La enfermedad de Tay-Sachs es un trastorno neurológico hereditario y mortal que causa un daño progresivo a las células del cerebro y la médula espinal. Fue descrita por primera vez en 1881 por el oftalmólogo Dr. Worman Tay. Durante un examen ocular de un bebé de 12 meses, el Dr. Tay observó estructuras puntiformes simétricas y rojizas dentro de la mácula, una mancha amarillenta cerca de la retina. La enfermedad se hereda con un patrón autosómico recesivo, lo que significa que un individuo debe heredar un gen defectuoso de ambos padres para desarrollar la afección.
A nivel celular, los lisosomas son orgánulos responsables de descomponer y reciclar los productos de desecho y las sustancias que se acumulan dentro de las células. Una enzima crítica llamada Hexosaminidasa-A (HexA), secretada por los lisosomas, desempeña un papel vital en el cerebro y la médula espinal, específicamente al descomponer una molécula lipídica conocida como Gangliósido GM2. En individuos con enfermedad de Tay-Sachs, esta enzima HexA está completamente ausente o su actividad está significativamente reducida. En consecuencia, el lípido Gangliósido GM2 se acumula excesivamente en el cuerpo, particularmente en las células nerviosas (neuronas) del sistema nervioso central. Esta acumulación tóxica daña progresivamente y, en última instancia, destruye las neuronas, lo que lleva a la manifestación de los síntomas característicos de la enfermedad de Tay-Sachs. La ausencia completa o el nivel de deficiencia enzimática influyen directamente en el inicio y la gravedad de los síntomas de la enfermedad; la ausencia completa suele conducir a manifestaciones más tempranas y graves.

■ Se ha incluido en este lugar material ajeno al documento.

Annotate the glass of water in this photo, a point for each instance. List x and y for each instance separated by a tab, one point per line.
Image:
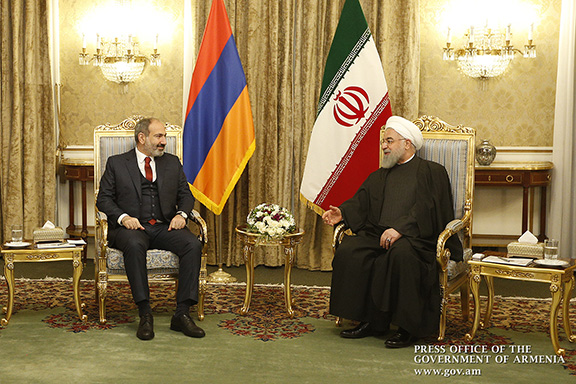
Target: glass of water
551	249
17	234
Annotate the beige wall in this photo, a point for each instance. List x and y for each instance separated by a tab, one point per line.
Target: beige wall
516	109
87	99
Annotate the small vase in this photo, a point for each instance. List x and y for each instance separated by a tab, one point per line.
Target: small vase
485	153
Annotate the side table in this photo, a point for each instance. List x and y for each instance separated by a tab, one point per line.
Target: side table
528	176
31	254
249	241
561	283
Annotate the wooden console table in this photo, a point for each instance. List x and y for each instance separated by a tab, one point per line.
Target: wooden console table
82	171
528	176
561	284
30	254
251	240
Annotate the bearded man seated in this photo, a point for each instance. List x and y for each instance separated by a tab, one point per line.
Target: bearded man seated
387	273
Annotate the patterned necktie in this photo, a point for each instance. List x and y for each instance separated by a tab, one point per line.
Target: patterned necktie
148	169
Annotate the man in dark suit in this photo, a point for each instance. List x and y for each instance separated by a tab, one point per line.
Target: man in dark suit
146	197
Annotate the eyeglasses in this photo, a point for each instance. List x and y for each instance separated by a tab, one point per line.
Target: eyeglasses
389	141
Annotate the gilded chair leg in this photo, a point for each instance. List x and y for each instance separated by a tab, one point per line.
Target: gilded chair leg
102	286
465	301
201	296
442	326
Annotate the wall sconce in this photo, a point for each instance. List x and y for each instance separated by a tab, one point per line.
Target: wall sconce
119	59
488	52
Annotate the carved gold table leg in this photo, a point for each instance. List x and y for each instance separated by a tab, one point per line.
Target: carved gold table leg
249	262
488	315
566	309
9	275
556	290
475	289
289	253
78	264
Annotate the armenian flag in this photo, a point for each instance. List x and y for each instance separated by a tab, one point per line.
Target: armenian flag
219	130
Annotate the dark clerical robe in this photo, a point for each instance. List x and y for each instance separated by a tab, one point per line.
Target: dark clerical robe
399	285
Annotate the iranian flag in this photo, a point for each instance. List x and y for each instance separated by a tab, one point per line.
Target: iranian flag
353	106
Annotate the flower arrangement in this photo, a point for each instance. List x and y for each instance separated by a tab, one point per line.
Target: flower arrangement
271	220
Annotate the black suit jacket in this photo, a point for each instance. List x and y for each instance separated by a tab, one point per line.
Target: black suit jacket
121	188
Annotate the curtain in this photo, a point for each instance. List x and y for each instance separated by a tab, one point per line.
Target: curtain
27	163
283	46
562	218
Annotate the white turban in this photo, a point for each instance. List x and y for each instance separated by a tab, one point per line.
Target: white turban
406	129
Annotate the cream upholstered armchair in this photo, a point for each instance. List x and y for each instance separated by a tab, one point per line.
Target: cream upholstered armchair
453	147
109	264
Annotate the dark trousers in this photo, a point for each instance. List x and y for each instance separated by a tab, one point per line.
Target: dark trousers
182	242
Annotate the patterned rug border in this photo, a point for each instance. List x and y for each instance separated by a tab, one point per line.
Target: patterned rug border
273	285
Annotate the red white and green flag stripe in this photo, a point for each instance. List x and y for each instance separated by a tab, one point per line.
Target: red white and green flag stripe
353	106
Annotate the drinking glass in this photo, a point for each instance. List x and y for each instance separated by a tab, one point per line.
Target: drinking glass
17	233
551	249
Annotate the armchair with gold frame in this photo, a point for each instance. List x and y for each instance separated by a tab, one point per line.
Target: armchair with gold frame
454	148
109	263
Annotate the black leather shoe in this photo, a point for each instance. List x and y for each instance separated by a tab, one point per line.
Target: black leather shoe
185	324
400	339
146	327
358	332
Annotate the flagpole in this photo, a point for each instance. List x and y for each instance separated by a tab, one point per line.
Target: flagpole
220	276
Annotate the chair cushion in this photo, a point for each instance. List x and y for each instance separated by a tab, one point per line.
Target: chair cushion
157	261
456	268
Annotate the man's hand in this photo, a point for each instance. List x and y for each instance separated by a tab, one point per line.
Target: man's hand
332	216
177	222
131	223
389	237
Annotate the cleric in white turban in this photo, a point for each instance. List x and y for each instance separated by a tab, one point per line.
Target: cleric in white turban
387	273
406	129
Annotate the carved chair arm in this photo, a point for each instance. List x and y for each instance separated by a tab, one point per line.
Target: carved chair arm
339	231
101	231
195	217
453	227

La presentación clínica varía según la edad de inicio y la tasa de acumulación del gangliósido GM2. Si la acumulación comienza antes, los problemas graves de desarrollo mental y motor se hacen evidentes entre los 2 y 4 años de edad; esta condición a menudo se denomina enfermedad de Tay-Sachs infantil, a veces clasificada como un tipo de Gangliosidosis GM2. Una forma de inicio más tardío, que aparece entre los 5 y 15 años, se conoce como enfermedad de Tay-Sachs juvenil.